While on paper TLAB sampling may look ok, in practice it biases the profile to large allocations. Indeed if you profile an application that allocates an equal number of various sized objects and plot that data this bias will become immediately obvious. The smaller objects will be under reported whereas the larger objects will be over-reported. Again, being mindful of purpose, we’re looking for the rate at which objects are being allocated, not the rate at which memory is being allocated. In this case I can only offer 1 solution and that is to turn off the use of TLABs while profiling. If you’re thinking that according to the description above thats going to degrade performance the answer is yes, it’s going to hurt. However, missing that it’s a small allocation that is escaping that is the source of your allocation pressure isn’t all that helpful either.
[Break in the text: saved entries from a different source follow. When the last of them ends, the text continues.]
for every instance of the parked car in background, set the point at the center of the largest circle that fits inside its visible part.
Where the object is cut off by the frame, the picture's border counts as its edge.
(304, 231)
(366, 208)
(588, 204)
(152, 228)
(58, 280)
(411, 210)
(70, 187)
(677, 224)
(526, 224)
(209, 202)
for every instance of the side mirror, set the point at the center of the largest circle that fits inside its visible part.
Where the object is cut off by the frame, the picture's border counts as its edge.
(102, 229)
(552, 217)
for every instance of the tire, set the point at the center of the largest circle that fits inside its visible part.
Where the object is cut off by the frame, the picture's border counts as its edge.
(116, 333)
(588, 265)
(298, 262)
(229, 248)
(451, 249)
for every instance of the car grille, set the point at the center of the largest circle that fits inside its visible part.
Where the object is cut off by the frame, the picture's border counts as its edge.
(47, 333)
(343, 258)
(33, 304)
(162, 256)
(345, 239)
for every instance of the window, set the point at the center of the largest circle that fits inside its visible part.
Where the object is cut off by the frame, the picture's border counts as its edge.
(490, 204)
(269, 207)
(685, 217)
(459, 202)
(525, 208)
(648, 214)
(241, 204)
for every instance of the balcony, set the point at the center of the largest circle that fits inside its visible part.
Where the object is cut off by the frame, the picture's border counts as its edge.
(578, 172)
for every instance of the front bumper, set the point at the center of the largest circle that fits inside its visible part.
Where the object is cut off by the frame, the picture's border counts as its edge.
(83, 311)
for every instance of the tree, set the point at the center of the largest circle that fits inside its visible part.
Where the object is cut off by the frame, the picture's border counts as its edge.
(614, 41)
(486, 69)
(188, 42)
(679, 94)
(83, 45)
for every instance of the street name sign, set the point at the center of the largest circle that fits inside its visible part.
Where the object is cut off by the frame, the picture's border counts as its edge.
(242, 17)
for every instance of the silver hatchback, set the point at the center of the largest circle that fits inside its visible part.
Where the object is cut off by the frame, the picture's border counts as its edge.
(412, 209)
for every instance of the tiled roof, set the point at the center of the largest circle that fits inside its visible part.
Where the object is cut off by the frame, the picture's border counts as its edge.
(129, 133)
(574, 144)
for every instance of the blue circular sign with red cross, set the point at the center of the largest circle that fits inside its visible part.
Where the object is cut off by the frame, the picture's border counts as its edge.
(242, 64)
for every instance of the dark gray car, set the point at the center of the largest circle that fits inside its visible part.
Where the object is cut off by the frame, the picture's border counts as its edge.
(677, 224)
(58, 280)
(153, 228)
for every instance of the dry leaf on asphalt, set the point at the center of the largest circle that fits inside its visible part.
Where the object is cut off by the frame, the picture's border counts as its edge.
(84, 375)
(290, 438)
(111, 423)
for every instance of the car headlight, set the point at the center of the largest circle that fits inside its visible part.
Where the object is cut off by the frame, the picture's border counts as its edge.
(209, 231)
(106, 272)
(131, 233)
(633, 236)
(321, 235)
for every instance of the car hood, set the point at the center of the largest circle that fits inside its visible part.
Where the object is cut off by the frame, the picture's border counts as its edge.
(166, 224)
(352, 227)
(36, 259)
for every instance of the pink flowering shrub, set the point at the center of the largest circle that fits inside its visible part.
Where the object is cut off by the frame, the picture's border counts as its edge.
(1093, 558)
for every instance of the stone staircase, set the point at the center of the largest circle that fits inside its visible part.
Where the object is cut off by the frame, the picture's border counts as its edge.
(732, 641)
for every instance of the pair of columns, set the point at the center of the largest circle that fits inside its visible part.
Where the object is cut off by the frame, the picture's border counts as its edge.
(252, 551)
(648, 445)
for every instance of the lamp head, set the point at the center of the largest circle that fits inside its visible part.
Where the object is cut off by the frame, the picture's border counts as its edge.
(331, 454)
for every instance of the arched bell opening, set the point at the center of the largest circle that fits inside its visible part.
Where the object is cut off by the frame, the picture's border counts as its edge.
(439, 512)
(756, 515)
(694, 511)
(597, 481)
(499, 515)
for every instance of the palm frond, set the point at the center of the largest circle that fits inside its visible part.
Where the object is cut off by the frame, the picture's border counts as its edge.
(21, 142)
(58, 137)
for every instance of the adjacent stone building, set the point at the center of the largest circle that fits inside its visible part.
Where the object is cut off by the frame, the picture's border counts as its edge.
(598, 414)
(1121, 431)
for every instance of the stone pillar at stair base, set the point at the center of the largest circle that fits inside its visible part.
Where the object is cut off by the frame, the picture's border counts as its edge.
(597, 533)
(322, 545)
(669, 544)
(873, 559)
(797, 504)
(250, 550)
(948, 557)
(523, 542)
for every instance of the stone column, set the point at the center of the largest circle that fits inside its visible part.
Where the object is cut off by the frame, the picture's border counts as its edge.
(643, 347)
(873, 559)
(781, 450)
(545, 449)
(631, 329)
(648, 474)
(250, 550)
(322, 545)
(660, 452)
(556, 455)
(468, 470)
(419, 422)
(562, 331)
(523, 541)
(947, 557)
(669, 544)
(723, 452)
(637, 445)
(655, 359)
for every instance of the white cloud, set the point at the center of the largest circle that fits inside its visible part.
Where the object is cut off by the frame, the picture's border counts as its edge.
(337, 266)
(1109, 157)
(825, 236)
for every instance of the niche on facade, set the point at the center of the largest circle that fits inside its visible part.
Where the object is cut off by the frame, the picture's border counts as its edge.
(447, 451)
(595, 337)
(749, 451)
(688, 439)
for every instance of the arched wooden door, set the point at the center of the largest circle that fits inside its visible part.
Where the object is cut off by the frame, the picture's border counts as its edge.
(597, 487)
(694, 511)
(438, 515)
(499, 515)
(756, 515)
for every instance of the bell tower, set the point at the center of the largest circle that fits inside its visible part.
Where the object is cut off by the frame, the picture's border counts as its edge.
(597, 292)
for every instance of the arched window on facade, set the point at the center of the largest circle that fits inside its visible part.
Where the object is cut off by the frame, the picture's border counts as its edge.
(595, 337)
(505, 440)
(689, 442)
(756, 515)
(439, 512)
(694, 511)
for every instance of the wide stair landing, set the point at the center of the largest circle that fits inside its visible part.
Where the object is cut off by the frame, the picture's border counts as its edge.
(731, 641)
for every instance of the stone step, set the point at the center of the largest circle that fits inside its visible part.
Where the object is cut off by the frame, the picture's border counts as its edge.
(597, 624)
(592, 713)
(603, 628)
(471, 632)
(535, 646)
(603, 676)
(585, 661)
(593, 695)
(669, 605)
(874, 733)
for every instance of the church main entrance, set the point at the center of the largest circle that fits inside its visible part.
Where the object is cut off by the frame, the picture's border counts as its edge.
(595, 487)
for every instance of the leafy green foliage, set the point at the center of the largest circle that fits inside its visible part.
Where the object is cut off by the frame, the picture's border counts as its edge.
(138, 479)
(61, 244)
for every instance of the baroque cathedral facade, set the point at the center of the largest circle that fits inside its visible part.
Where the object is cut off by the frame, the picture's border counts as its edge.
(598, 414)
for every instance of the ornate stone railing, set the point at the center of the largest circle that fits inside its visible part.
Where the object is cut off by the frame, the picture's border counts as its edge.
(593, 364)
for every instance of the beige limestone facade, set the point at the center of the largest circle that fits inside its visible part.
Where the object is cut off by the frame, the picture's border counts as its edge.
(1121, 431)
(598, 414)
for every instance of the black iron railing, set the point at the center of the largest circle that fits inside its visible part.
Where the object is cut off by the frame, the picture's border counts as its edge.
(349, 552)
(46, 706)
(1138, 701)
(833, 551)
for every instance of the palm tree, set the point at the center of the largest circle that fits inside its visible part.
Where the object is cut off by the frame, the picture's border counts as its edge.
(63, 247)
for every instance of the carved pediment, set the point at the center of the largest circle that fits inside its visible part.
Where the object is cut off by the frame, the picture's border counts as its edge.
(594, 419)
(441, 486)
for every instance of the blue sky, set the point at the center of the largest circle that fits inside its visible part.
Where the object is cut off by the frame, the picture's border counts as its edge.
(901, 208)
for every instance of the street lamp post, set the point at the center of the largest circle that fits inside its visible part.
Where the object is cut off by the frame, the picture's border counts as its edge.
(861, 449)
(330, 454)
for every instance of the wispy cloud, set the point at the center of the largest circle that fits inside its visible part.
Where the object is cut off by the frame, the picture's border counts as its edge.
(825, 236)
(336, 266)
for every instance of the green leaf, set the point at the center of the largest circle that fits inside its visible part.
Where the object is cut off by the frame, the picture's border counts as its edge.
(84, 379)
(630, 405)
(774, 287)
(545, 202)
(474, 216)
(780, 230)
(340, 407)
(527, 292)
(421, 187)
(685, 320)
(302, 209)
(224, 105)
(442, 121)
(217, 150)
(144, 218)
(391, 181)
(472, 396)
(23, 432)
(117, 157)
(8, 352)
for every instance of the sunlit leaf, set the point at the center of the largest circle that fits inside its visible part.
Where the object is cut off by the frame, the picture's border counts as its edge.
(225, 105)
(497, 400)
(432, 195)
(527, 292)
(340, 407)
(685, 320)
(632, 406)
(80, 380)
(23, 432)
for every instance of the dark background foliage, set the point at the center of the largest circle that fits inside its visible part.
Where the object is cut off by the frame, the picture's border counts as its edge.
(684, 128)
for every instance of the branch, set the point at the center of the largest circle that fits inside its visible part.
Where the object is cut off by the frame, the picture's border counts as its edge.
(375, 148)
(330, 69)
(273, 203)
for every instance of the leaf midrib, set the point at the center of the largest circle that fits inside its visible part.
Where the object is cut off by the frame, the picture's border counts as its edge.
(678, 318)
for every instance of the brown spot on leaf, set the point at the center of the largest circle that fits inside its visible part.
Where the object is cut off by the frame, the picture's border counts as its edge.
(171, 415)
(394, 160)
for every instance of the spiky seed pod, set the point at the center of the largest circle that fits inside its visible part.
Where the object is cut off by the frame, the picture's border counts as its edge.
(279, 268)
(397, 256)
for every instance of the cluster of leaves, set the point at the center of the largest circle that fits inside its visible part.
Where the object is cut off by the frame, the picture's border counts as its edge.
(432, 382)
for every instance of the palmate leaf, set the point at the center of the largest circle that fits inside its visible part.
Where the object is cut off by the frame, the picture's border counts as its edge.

Allocation True Counts vs Sampled Counts
What about Heap Dumps
I’ve heard several people advocate the use of heap dumps in finding hot allocation sites. My personal view point is that finding a hot allocation site with a heap dump is even more problematic than the challenges thrown at by the traditional allocation profilers. About the only recipe that I’ve heard, but have not tried, it to use the Epsilon collector (or otherwise turn off GC) and trigger a heap dump after running some load on the application. The next step is to use a heap analysis tool to inventory the entire contents of the heap dump. This would necessarily include both live and dereferenced objects.
Conclusion
As is evident, each of the profiling techniques in use today come with upsides and downsides. A quick summary of this is that the upsides for JFR are very low overhead and convenience. The downside is the bias towards large allocations. The async profiler isn’t as convenient to use but it also offers low overheads with the bias towards large allocations. On the other side of the spectrum, tools like VisualVM record every allocation but unfortunately not easy to deploy in prod (-like environments), interfere with EA and come with a high overhead. On the question of which profiler should one use? I tend to use all of them (including commercial options that I’ve not listed here). But, which on you should use really depends on your situation. Hopefully the information offered here can help you in that decision making process.